# I've read that abelian categories can naturally be enriched in $\mathbf{Ab}.$ How does this actually work?

Wikipedia defines the notion of an abelian category as follows (link).

A category is abelian iff

1. it has a zero object,
2. it has all binary products and binary coproducts, and
3. it has all kernels and cokernels.
4. all monomorphisms and epimorphisms are normal.

It later explains that an abelian category can naturally be enriched in $\mathbf{Ab},$ as a result of the first three axioms above.

How does this actually work?

• Odd, because the version of Abelian category I learned is precisely that the Hom-sets are Abelian groups :p – Malice Vidrine Jan 3 '14 at 3:18
• @user18921 You need the fourth axiom. $\mathbf{Grp}$ satisfies the first three axioms but is not enriched in $\mathbf{Ab}$. – Zhen Lin Jan 3 '14 at 3:43
• General hint: Don't learn mathematics through Wikipedia. Take books for this. How abelian categories behave etc. is treated in many introductions to category theory, for example Saunders Mac Lane's classic CWM. – Martin Brandenburg Jan 3 '14 at 11:29

The claim is not trivial and requires a bit of ingenuity. For a guided solution, see Q6 here. The four steps are as follows:

1. Show that the category has finite limits and finite colimits.
2. Show that a morphism $f$ is monic (resp. epic) if and only if $\ker f = 0$ (resp. $\operatorname{coker} f = 0$).
3. Show that the canonical morphisms $A + B \to A \times B$ are isomorphisms, and then deduce that the category is enriched over commutative monoids.
4. Show that every morphism has an additive inverse (by inverting an appropriate matrix).

A complete proof is given as Theorem 1.6.4 in [Borceux, Handbook of categorical algebra, Vol. 2].

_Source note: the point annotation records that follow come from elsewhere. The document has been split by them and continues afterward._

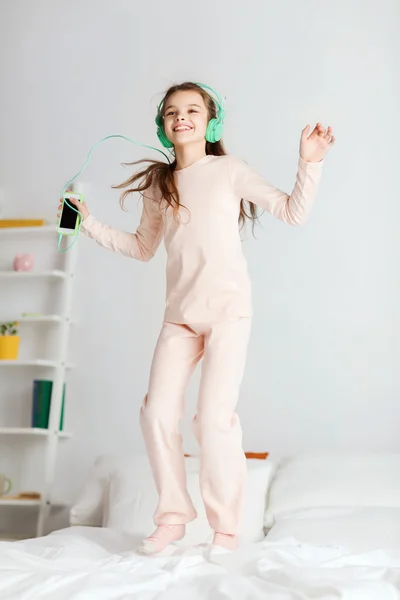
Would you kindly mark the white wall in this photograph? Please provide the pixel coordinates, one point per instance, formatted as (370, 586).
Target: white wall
(322, 370)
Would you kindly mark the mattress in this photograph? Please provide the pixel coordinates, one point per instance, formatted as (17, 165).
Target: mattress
(85, 563)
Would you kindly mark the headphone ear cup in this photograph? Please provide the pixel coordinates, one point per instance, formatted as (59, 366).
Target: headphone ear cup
(214, 131)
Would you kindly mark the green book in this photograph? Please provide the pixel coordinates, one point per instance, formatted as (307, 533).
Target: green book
(42, 389)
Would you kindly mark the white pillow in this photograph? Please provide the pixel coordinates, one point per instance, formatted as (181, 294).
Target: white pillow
(133, 499)
(89, 507)
(336, 480)
(360, 529)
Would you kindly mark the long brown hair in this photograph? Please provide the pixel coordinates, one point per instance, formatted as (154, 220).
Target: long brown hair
(162, 174)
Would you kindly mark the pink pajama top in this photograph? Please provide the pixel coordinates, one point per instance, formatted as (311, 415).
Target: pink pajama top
(207, 278)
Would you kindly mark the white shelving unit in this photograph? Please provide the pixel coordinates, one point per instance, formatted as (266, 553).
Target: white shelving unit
(56, 366)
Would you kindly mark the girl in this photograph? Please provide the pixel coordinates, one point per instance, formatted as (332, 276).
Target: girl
(197, 204)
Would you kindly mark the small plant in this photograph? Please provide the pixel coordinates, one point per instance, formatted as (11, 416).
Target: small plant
(9, 328)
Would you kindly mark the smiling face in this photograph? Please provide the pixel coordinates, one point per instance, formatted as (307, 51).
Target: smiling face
(185, 118)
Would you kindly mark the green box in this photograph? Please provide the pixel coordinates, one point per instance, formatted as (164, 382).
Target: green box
(42, 389)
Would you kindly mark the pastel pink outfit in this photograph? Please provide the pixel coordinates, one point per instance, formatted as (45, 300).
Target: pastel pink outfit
(208, 315)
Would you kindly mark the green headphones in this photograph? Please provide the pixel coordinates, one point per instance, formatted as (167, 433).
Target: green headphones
(214, 128)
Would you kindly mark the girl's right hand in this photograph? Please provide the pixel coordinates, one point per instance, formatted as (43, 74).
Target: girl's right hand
(83, 209)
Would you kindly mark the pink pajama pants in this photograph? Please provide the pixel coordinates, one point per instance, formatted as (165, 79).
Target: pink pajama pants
(223, 347)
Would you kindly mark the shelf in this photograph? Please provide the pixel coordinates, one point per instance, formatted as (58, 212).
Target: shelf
(37, 319)
(33, 431)
(5, 502)
(25, 503)
(55, 274)
(42, 229)
(33, 363)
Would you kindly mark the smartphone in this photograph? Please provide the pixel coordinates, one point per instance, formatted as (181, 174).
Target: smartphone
(69, 218)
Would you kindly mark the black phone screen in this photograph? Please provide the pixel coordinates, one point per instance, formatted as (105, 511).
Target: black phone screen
(68, 217)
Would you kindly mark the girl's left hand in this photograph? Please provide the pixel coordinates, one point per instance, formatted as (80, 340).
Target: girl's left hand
(315, 146)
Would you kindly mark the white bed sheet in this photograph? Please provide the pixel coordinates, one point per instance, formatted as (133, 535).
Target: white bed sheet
(86, 563)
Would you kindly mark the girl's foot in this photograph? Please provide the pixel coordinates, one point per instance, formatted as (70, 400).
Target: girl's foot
(225, 541)
(161, 537)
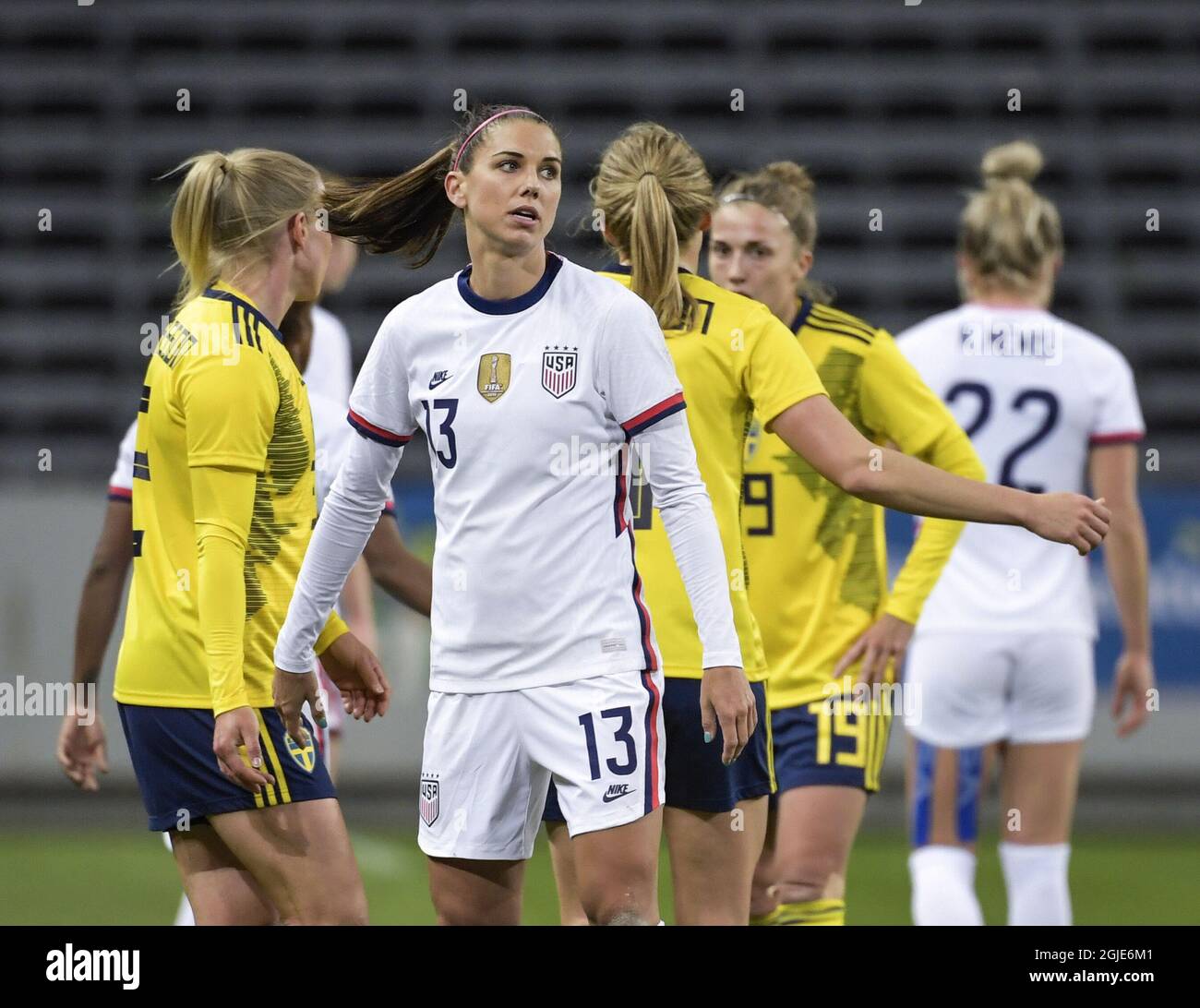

• What do you mean by the following statement? "...and then deduce that the category is enriched over commutative monoids." – goblin Jan 3 '14 at 6:22
• It means every hom-set has a commutative monoid structure, and composition is bilinear. – Zhen Lin Jan 3 '14 at 11:28

I would leave this as a comment, but it seems that I don't have enough reputation to do that, so…

I believe it comes down to showing that finite products are coproducts in additive categories, i.e. categories satisfying the first three of your axioms (in light of the first lemma here, for example). This has been answered, for example, here:

In an additive category, why is finite products the same as finite coproducts?